After listening to Ms. Basnicki, the member for Charlottetown, on behalf of the Liberal Party, introduced an amendment to capture her unfairly overlooked constituency, even though reference was made to it in the report. The Liberal critic suggested granting domestically available victims benefits to Canadians who have experienced serious personal injury crimes outside of the country or whose family members have been murdered outside the country.
What do members think happened at committee? A wonderful, valuable amendment, something that was referenced in other forms by different stakeholders, was voted down by the Conservatives for apparently no good reason, other than that the Liberal Party had brought forward the amendment, perhaps.
The member for Charlottetown introduced other amendments. Some of those amendments were based on the Canadian Bar Association's recommendations on Bill C-32.
One of the interesting ones that received a great deal of discussion was with regard to plea deals and what happens when there is an admission of guilt compared to deals where there are attempts to come up with a plea bargain. There was some clarity introduced in making sure that the system would be more efficient and fairer to victims. Again, the government rejected them.

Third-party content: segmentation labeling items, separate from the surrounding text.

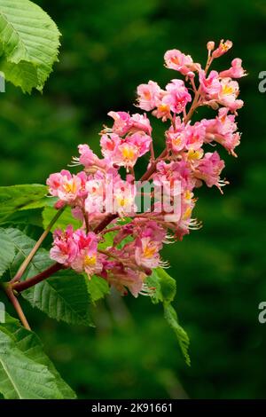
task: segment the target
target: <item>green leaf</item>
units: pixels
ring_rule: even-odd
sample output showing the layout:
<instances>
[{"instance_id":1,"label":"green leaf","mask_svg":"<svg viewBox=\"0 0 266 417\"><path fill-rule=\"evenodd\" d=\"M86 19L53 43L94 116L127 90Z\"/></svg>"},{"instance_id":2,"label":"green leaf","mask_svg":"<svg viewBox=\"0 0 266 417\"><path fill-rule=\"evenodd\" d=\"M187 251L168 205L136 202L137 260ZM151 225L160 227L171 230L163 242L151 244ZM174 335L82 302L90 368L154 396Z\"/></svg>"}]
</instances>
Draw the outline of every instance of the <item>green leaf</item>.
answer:
<instances>
[{"instance_id":1,"label":"green leaf","mask_svg":"<svg viewBox=\"0 0 266 417\"><path fill-rule=\"evenodd\" d=\"M174 278L162 268L157 268L156 272L160 279L161 298L163 301L171 303L176 293L176 282Z\"/></svg>"},{"instance_id":2,"label":"green leaf","mask_svg":"<svg viewBox=\"0 0 266 417\"><path fill-rule=\"evenodd\" d=\"M152 275L147 277L146 284L148 287L153 288L153 303L170 303L174 300L176 292L176 279L170 277L170 275L162 268L154 269Z\"/></svg>"},{"instance_id":3,"label":"green leaf","mask_svg":"<svg viewBox=\"0 0 266 417\"><path fill-rule=\"evenodd\" d=\"M6 313L0 324L0 391L7 399L74 398L38 337Z\"/></svg>"},{"instance_id":4,"label":"green leaf","mask_svg":"<svg viewBox=\"0 0 266 417\"><path fill-rule=\"evenodd\" d=\"M93 275L90 279L88 279L88 288L92 302L104 298L110 293L108 282L97 275Z\"/></svg>"},{"instance_id":5,"label":"green leaf","mask_svg":"<svg viewBox=\"0 0 266 417\"><path fill-rule=\"evenodd\" d=\"M0 223L18 210L44 207L49 203L46 194L47 186L39 184L0 187Z\"/></svg>"},{"instance_id":6,"label":"green leaf","mask_svg":"<svg viewBox=\"0 0 266 417\"><path fill-rule=\"evenodd\" d=\"M43 229L46 229L46 227L48 226L51 219L55 216L58 211L59 210L57 210L53 207L45 207L43 211ZM51 232L58 228L65 230L68 224L72 224L74 229L78 229L82 225L82 222L72 216L70 207L66 207L64 209L59 218L52 226Z\"/></svg>"},{"instance_id":7,"label":"green leaf","mask_svg":"<svg viewBox=\"0 0 266 417\"><path fill-rule=\"evenodd\" d=\"M191 359L188 353L190 340L186 332L178 323L177 314L171 304L176 293L176 279L162 268L156 268L153 271L152 275L147 278L146 285L153 288L152 302L153 303L160 302L163 303L164 317L174 330L185 362L190 366Z\"/></svg>"},{"instance_id":8,"label":"green leaf","mask_svg":"<svg viewBox=\"0 0 266 417\"><path fill-rule=\"evenodd\" d=\"M12 264L15 256L15 245L5 229L0 229L0 277Z\"/></svg>"},{"instance_id":9,"label":"green leaf","mask_svg":"<svg viewBox=\"0 0 266 417\"><path fill-rule=\"evenodd\" d=\"M184 357L185 363L190 366L191 366L191 358L188 353L188 349L190 345L190 340L187 335L187 333L184 330L184 328L179 325L177 319L177 314L174 309L174 307L168 303L163 303L164 308L164 317L167 322L168 323L169 327L174 330L177 341L181 349L181 351Z\"/></svg>"},{"instance_id":10,"label":"green leaf","mask_svg":"<svg viewBox=\"0 0 266 417\"><path fill-rule=\"evenodd\" d=\"M60 33L41 7L29 0L0 0L0 47L6 80L31 92L43 90L58 60Z\"/></svg>"},{"instance_id":11,"label":"green leaf","mask_svg":"<svg viewBox=\"0 0 266 417\"><path fill-rule=\"evenodd\" d=\"M18 229L7 229L10 239L16 247L16 255L11 265L11 273L18 271L35 241ZM44 271L54 264L44 249L40 249L32 259L22 279ZM93 326L90 317L91 302L83 275L70 270L62 270L39 284L21 293L33 307L49 317L69 324Z\"/></svg>"}]
</instances>

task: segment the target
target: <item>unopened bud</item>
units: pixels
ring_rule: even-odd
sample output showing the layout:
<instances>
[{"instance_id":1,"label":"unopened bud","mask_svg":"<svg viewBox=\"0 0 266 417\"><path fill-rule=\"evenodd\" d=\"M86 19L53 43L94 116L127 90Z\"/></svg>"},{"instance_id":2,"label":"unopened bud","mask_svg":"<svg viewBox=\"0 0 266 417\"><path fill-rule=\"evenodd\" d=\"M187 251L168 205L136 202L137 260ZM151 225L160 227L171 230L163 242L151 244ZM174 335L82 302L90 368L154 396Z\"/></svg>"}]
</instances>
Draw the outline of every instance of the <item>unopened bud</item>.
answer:
<instances>
[{"instance_id":1,"label":"unopened bud","mask_svg":"<svg viewBox=\"0 0 266 417\"><path fill-rule=\"evenodd\" d=\"M215 43L214 43L214 41L209 41L207 43L207 51L213 51L215 49Z\"/></svg>"}]
</instances>

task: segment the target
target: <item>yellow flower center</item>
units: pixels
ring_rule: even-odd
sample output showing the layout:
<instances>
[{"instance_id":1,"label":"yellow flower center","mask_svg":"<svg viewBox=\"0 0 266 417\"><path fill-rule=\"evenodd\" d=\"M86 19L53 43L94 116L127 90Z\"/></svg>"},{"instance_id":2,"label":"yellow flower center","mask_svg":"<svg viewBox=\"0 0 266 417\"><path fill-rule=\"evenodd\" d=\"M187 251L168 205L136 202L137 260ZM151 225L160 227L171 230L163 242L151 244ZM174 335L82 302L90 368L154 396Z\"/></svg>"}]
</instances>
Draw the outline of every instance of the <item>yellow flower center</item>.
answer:
<instances>
[{"instance_id":1,"label":"yellow flower center","mask_svg":"<svg viewBox=\"0 0 266 417\"><path fill-rule=\"evenodd\" d=\"M222 92L223 95L230 95L230 94L232 94L234 90L230 85L225 84L223 86Z\"/></svg>"},{"instance_id":2,"label":"yellow flower center","mask_svg":"<svg viewBox=\"0 0 266 417\"><path fill-rule=\"evenodd\" d=\"M143 248L143 255L146 258L151 258L154 256L156 250L157 249L155 246L153 246L151 243L148 243Z\"/></svg>"},{"instance_id":3,"label":"yellow flower center","mask_svg":"<svg viewBox=\"0 0 266 417\"><path fill-rule=\"evenodd\" d=\"M122 148L121 153L123 155L123 158L127 161L134 161L136 158L135 150L129 146L124 146Z\"/></svg>"},{"instance_id":4,"label":"yellow flower center","mask_svg":"<svg viewBox=\"0 0 266 417\"><path fill-rule=\"evenodd\" d=\"M64 189L66 193L73 193L76 192L76 184L74 182L66 183L64 185Z\"/></svg>"},{"instance_id":5,"label":"yellow flower center","mask_svg":"<svg viewBox=\"0 0 266 417\"><path fill-rule=\"evenodd\" d=\"M84 265L85 266L94 266L96 264L96 256L93 255L92 256L90 256L89 255L86 255L84 257Z\"/></svg>"}]
</instances>

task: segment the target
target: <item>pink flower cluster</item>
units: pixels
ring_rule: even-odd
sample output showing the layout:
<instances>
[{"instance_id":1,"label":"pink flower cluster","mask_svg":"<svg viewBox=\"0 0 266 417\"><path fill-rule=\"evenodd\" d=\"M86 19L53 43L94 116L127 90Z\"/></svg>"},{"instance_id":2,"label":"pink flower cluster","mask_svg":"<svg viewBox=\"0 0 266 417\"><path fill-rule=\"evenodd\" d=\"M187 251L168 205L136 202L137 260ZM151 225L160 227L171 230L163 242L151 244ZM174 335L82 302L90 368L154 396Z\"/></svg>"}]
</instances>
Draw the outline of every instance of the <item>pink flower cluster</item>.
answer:
<instances>
[{"instance_id":1,"label":"pink flower cluster","mask_svg":"<svg viewBox=\"0 0 266 417\"><path fill-rule=\"evenodd\" d=\"M238 58L229 69L209 68L231 46L231 41L222 40L217 48L208 42L204 68L190 55L168 51L165 66L176 72L175 78L165 89L153 81L137 87L137 106L167 123L165 149L159 156L145 113L112 111L108 115L113 126L100 132L102 157L88 145L80 145L73 165L83 166L82 170L62 170L49 177L49 193L57 197L55 207L70 206L73 216L82 221L76 231L69 225L54 232L53 260L89 278L102 277L121 294L150 294L146 277L153 269L167 265L160 257L163 245L200 227L192 218L195 189L206 184L222 192L228 184L221 179L224 161L212 148L219 144L236 156L240 134L235 119L243 106L236 79L246 73ZM178 74L184 80L177 78ZM215 112L212 118L192 122L195 111L204 106ZM148 155L147 168L139 181L160 186L168 199L167 206L161 205L151 189L150 208L139 211L136 199L147 193L139 192L134 168L144 155L144 160ZM166 215L174 211L176 195L179 214L172 218Z\"/></svg>"}]
</instances>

There were many other amendments brought forward, including allowing victims of crime in Canada to file victim impact statements and to make restitution claims without being present in Canada, so as to avoid the expense of having to return here. Another was returning court discretion on the timing of restitution payments, since restitution orders may interfere with the victims' enforcement of civil orders. There was also one preserving court discretion to disallow a community impact statement if someone unjustifiably purported to speak on behalf of a community. There were more amendments as well.

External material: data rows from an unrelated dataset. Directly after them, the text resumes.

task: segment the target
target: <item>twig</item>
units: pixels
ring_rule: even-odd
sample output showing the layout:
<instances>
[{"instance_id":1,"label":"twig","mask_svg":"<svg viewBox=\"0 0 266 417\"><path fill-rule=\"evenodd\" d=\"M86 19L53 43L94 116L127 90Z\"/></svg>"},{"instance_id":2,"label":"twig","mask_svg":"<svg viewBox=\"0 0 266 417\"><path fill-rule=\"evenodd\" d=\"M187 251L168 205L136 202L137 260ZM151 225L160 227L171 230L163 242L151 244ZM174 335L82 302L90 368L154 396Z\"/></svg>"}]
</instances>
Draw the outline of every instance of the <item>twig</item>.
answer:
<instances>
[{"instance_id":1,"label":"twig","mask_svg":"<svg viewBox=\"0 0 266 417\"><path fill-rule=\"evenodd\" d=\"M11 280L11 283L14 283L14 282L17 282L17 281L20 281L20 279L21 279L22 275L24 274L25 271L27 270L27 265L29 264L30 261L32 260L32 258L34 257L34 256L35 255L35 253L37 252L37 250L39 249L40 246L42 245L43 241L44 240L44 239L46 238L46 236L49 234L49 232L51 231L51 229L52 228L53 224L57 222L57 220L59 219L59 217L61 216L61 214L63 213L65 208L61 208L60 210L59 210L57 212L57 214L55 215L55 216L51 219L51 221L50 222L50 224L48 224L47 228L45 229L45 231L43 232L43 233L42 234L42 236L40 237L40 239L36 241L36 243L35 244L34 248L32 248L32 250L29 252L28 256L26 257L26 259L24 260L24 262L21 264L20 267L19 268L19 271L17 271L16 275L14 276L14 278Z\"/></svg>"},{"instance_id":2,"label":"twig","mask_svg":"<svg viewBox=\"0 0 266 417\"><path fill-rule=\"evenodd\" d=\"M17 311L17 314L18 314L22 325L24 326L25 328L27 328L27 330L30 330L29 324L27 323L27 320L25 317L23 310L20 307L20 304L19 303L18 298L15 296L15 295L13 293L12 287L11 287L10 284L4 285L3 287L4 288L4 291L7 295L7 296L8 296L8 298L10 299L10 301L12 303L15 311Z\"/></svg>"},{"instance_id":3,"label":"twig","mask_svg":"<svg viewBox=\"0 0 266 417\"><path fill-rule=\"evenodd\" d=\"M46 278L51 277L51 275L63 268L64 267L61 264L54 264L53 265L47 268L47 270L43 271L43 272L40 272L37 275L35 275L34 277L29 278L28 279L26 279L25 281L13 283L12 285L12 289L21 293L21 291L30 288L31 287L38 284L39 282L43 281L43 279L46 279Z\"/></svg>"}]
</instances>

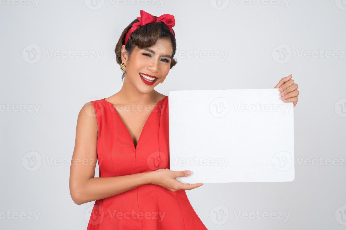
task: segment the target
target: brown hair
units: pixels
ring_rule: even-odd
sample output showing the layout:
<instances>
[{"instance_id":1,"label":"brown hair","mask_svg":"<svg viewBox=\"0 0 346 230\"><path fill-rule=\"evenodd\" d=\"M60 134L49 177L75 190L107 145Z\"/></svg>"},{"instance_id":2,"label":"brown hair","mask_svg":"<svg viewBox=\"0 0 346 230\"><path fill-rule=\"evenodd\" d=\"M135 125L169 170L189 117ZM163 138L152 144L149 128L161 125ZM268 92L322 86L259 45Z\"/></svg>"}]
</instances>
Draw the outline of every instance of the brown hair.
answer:
<instances>
[{"instance_id":1,"label":"brown hair","mask_svg":"<svg viewBox=\"0 0 346 230\"><path fill-rule=\"evenodd\" d=\"M155 18L158 17L156 16L154 17ZM115 52L116 56L117 62L119 65L121 64L122 62L121 47L125 43L125 37L126 33L130 30L131 26L134 23L139 21L138 20L136 19L130 23L122 31L120 38L118 41L114 51ZM174 31L173 32L174 32ZM170 68L170 69L175 66L177 62L176 60L173 58L176 51L176 43L174 38L174 36L175 33L173 35L168 27L163 22L159 21L148 23L136 29L131 33L127 40L127 43L126 44L125 49L128 52L128 57L129 58L130 56L136 46L139 49L149 47L155 44L159 38L167 38L171 40L173 48L172 58L171 60L171 68ZM124 73L121 77L123 81L125 77L125 73Z\"/></svg>"}]
</instances>

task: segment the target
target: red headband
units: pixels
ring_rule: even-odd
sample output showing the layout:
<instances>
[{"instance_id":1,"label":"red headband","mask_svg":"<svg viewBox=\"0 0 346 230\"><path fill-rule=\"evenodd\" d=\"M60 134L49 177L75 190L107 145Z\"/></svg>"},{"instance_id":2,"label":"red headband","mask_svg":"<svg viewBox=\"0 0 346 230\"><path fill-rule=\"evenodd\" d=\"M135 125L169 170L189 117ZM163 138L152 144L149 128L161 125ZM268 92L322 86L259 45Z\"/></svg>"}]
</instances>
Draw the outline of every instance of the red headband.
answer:
<instances>
[{"instance_id":1,"label":"red headband","mask_svg":"<svg viewBox=\"0 0 346 230\"><path fill-rule=\"evenodd\" d=\"M140 17L137 17L139 21L136 23L134 23L132 25L130 30L126 34L126 37L125 37L125 44L126 44L127 40L128 40L130 37L130 34L133 32L136 29L139 28L141 26L143 26L144 25L151 23L151 22L155 22L162 21L164 22L166 25L170 29L170 30L173 34L173 36L174 37L174 39L175 39L175 36L173 32L173 30L172 27L175 24L175 22L174 20L174 16L171 14L162 14L158 18L155 18L149 13L147 13L144 10L141 10Z\"/></svg>"}]
</instances>

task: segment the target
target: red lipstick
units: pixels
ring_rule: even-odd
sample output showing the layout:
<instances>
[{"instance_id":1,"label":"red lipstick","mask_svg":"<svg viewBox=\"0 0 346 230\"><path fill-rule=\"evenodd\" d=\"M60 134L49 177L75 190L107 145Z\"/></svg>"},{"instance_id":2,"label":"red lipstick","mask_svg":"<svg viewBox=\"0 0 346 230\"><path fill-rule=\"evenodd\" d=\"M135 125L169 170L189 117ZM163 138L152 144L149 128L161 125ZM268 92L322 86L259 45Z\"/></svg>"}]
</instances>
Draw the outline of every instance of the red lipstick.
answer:
<instances>
[{"instance_id":1,"label":"red lipstick","mask_svg":"<svg viewBox=\"0 0 346 230\"><path fill-rule=\"evenodd\" d=\"M146 75L148 77L150 77L151 78L155 78L155 79L154 79L154 81L148 81L144 79L142 77L142 76L140 76L140 73L142 73L142 74L143 74L144 75ZM140 79L142 79L142 81L143 81L143 82L144 82L144 83L145 83L145 84L147 84L148 86L151 86L153 85L154 83L155 83L155 82L156 81L156 80L157 80L157 79L158 79L158 78L157 78L156 77L154 77L154 76L152 76L151 75L149 75L148 74L145 74L144 73L140 73L139 75L139 77L140 77Z\"/></svg>"}]
</instances>

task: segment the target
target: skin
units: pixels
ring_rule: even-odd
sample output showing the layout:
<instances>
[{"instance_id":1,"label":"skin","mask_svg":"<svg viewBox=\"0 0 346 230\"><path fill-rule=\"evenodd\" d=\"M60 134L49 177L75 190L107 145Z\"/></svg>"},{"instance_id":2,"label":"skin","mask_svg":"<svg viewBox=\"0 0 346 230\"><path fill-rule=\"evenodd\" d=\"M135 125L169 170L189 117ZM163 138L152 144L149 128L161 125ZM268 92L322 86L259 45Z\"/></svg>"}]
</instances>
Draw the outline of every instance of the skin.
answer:
<instances>
[{"instance_id":1,"label":"skin","mask_svg":"<svg viewBox=\"0 0 346 230\"><path fill-rule=\"evenodd\" d=\"M166 78L169 72L171 59L167 56L171 56L172 51L170 40L165 38L158 39L155 45L147 48L155 52L155 54L147 49L136 47L129 57L125 45L122 46L121 60L126 67L124 84L119 92L106 99L106 101L117 106L115 108L127 128L135 147L151 111L165 97L154 89ZM140 72L158 79L152 85L148 85L140 79ZM282 92L284 98L282 99L286 100L285 102L293 102L295 106L299 92L297 90L298 85L291 78L292 74L283 78L274 88L279 88ZM138 107L138 109L129 111L120 109L133 104L141 105L142 108L151 108L140 110ZM78 114L70 177L70 193L75 203L81 204L106 198L148 183L162 186L173 191L191 190L203 185L201 183L185 184L176 179L188 176L191 174L188 170L173 171L161 169L124 176L94 177L98 135L94 107L89 102L84 105Z\"/></svg>"}]
</instances>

However, the government is so partisan at committee that even if there is a legitimate amendment that would improve the legislation, it has a standard default position in response. If it is not a Conservative amendment, the government will not vote in favour it. As a result, we are failing to recognize important amendments that would make the legislation that much better.
This is where I believe the government needs to be held to task. Yes, it is passing legislation. As I said, we will support this legislation, but we must indicate to Canadians' that the government consistently fails to recognize worthy amendments that would improve legislation. As a result, it is Canadians who are paying the price because of the Conservatives' attitude when it comes to passing legislation in the House of Commons and their complete disregard of amendments that would improve legislation.

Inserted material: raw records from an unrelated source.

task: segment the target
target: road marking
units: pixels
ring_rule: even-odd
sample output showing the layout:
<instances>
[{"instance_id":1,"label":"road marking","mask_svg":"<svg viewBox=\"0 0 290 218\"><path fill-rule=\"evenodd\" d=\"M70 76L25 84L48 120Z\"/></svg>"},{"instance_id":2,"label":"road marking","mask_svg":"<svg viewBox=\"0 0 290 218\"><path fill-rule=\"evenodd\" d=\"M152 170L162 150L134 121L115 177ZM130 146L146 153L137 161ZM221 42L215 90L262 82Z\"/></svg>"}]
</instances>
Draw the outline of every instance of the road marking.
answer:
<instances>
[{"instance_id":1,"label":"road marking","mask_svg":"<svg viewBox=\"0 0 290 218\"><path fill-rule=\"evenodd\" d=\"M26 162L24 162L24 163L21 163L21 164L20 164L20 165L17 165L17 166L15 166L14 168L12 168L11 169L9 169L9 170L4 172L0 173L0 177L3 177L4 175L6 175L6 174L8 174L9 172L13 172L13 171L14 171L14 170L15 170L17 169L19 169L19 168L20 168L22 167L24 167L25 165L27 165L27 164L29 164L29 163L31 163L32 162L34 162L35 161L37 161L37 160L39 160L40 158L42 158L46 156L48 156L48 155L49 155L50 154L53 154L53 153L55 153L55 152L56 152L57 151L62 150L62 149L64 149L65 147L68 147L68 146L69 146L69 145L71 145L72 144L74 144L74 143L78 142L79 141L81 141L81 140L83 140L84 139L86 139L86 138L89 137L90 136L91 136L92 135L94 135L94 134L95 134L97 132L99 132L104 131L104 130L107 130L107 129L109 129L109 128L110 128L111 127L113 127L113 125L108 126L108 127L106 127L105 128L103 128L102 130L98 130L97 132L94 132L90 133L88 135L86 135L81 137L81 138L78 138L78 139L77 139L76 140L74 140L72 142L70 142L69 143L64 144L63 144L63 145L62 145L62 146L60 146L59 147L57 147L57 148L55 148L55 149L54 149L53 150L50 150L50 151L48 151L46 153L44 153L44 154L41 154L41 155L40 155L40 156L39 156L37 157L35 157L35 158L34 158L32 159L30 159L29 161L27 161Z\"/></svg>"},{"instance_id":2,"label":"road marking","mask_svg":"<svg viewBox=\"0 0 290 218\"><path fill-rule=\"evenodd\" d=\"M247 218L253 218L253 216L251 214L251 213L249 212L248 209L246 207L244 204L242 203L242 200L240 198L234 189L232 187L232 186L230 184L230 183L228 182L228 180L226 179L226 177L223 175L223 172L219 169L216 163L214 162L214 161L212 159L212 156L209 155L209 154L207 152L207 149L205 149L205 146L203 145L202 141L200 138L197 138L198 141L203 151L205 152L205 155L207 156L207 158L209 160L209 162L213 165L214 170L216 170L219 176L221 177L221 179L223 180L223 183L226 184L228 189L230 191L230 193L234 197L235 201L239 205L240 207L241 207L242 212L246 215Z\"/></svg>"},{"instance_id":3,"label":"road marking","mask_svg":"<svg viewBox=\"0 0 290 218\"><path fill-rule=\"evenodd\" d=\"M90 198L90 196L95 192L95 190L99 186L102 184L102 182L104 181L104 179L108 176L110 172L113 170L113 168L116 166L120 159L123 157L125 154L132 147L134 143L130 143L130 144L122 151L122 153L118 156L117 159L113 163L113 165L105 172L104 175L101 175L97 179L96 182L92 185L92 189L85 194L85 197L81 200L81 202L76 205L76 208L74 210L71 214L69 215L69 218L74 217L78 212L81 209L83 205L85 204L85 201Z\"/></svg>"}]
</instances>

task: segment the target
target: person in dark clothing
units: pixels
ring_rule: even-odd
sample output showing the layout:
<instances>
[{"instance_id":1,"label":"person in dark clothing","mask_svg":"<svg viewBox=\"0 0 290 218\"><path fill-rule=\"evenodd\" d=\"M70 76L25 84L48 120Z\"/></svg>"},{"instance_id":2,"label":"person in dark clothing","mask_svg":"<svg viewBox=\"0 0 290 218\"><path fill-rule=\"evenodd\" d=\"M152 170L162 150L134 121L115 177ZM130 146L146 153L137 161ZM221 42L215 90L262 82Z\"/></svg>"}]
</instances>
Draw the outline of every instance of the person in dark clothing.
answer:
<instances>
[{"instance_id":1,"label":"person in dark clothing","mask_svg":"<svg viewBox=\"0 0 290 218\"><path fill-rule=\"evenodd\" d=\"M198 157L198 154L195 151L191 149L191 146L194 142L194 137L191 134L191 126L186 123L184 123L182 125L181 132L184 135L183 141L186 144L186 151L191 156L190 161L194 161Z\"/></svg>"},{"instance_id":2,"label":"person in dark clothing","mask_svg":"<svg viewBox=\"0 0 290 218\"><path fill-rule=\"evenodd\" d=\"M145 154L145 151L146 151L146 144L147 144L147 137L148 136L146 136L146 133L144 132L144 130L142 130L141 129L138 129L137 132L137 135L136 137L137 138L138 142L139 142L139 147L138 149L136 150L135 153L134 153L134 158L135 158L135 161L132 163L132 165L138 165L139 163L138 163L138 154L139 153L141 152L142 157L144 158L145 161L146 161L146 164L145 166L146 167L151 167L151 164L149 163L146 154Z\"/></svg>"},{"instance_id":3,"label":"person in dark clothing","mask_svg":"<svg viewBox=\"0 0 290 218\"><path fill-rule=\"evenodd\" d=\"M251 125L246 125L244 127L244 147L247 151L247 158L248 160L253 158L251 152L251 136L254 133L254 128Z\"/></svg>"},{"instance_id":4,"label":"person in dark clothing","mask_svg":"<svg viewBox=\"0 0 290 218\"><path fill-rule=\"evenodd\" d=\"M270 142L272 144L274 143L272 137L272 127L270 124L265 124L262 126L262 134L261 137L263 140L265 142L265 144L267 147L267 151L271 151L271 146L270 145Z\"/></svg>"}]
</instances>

At committee, it was interesting. This is something else that the member for Charlottetown wanted to make reference to. The Grand Chief asked us to alter Bill C-32 to “better reflect the unique circumstances and needs of first nations persons who are victims of crime”. In short, he asked us to extend the principle of the Supreme Court's Gladue decision, which extends special historic consideration to aboriginal offenders' and victims' side of the question. The Grand Chief recommended, and we did introduce, amendments to address that issue, at least in part. Again, the Conservatives turned them down.
There were concerns regarding restorative justice, and if time permits, I will take the opportunity to deal with that toward the end of my comments.
The bottom line is that the government has been afforded the opportunity—are you telling me that my time is up, Mr. Speaker?